Some inclined toward therapeutic explanations of history might attribute all this to a kind of collective post-traumatic stress syndrome engendered by the lingering, still-unresolved aftermath of the horrific events of 9/11. Others might point to the dislocating effect of electing an African American president to govern a society in which strong currents of racial anxiety still eddy beneath the surface of everyday life. Perhaps both forces act in unseen concert.

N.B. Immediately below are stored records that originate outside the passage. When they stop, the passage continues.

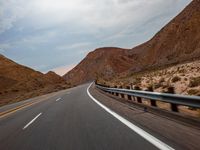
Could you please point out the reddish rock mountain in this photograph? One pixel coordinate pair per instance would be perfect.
(177, 42)
(103, 62)
(54, 78)
(18, 82)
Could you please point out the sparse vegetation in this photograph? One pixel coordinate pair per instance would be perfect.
(193, 92)
(194, 81)
(176, 79)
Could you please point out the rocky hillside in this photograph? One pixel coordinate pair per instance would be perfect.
(18, 82)
(54, 78)
(177, 42)
(103, 62)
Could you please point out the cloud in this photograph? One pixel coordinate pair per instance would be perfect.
(51, 33)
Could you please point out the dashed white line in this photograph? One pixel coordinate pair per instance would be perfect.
(153, 140)
(31, 121)
(58, 99)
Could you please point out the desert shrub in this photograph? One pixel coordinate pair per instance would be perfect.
(170, 89)
(161, 80)
(176, 79)
(194, 82)
(136, 81)
(182, 71)
(150, 88)
(137, 87)
(157, 85)
(193, 92)
(15, 90)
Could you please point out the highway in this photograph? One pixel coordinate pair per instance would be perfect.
(71, 120)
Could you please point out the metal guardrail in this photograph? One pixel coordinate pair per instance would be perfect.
(173, 99)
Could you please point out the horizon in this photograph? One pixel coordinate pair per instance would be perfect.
(46, 37)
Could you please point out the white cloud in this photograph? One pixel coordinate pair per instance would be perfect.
(65, 30)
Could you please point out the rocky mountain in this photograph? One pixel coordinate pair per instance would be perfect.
(103, 62)
(54, 78)
(18, 82)
(177, 42)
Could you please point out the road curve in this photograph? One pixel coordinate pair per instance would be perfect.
(69, 120)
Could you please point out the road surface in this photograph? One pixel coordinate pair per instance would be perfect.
(69, 120)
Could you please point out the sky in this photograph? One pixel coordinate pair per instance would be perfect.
(57, 34)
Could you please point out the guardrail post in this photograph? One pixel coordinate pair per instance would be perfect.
(174, 107)
(114, 92)
(122, 95)
(139, 99)
(117, 94)
(129, 96)
(153, 102)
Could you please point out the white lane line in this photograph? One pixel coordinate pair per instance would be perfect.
(153, 140)
(58, 99)
(31, 121)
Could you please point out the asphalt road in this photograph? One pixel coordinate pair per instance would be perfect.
(69, 120)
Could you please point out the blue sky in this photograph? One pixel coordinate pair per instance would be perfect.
(58, 34)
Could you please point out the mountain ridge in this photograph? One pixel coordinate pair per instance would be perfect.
(175, 43)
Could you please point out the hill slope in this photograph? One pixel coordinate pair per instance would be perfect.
(177, 42)
(18, 82)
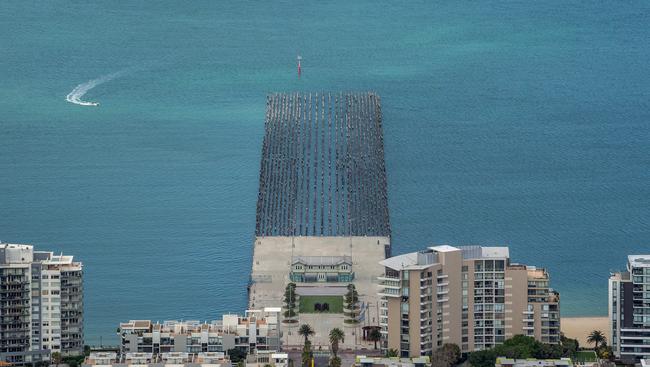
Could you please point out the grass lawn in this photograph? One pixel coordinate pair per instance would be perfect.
(585, 356)
(307, 303)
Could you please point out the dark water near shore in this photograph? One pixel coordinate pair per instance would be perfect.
(515, 123)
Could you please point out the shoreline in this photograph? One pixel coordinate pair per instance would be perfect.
(579, 327)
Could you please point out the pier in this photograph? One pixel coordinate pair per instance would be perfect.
(322, 171)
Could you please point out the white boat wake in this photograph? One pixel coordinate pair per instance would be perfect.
(79, 91)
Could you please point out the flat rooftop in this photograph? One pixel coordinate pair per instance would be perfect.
(639, 261)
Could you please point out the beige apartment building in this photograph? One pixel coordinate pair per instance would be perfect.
(471, 296)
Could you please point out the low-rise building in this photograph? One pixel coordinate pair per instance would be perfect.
(257, 330)
(509, 362)
(472, 296)
(629, 310)
(363, 361)
(321, 269)
(167, 359)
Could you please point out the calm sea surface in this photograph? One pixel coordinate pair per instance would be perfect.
(519, 123)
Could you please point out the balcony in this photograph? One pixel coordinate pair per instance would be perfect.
(389, 292)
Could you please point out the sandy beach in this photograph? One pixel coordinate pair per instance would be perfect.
(580, 327)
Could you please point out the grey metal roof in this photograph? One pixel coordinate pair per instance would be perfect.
(321, 260)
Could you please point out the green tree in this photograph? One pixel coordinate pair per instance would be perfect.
(306, 331)
(569, 346)
(351, 304)
(392, 353)
(605, 352)
(336, 335)
(374, 336)
(290, 300)
(237, 355)
(446, 356)
(597, 338)
(335, 362)
(483, 358)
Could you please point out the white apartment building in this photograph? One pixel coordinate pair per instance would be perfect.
(41, 304)
(257, 330)
(629, 310)
(472, 296)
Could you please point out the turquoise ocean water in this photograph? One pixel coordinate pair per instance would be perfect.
(519, 123)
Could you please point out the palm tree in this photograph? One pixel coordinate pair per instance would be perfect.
(306, 331)
(336, 335)
(375, 336)
(597, 338)
(335, 362)
(392, 353)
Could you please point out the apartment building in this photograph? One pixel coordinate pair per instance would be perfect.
(629, 310)
(203, 359)
(472, 296)
(257, 330)
(41, 304)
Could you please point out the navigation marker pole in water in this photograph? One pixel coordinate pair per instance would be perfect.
(299, 70)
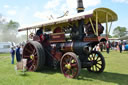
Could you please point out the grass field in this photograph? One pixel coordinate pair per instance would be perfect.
(116, 73)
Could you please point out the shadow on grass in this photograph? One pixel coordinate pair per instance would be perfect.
(48, 70)
(120, 79)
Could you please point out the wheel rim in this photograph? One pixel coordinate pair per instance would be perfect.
(70, 66)
(98, 62)
(30, 53)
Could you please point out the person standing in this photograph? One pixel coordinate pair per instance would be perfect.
(12, 55)
(18, 57)
(107, 46)
(120, 47)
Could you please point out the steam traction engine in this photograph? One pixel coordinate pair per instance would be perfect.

Back in the early 1970s — an era whose tumult we yet may come to regard as benign — social scientists here and in Britain coined the term “moral panic” to describe what can happen when groups of people are seized by an exaggerated fear that other people or communal forces threaten their values or way of life. The scholars described those who promoted the panic’s spread as “moral entrepreneurs” — a term that takes on a deep resonance when you consider the commentators and politicians who have attached themselves, and their interests, to the “tea party” and its attendant movements.

In the midst of moral panic, inchoate indignation stands in for reason; accusation and denunciation supplant dialogue and argument; history and facts are rendered malleable, merely adjuncts of the moral entrepreneur’s — or should we say provocateur’s — rhetorical will. As we now also see, a self-interested mass media with an economic stake in the theatricality of raised and angry voices can transmit moral panic like a pathogen.

Looking around the United States in the summer of 2010, hysterical moral panic seems an apt description of our fevered political condition.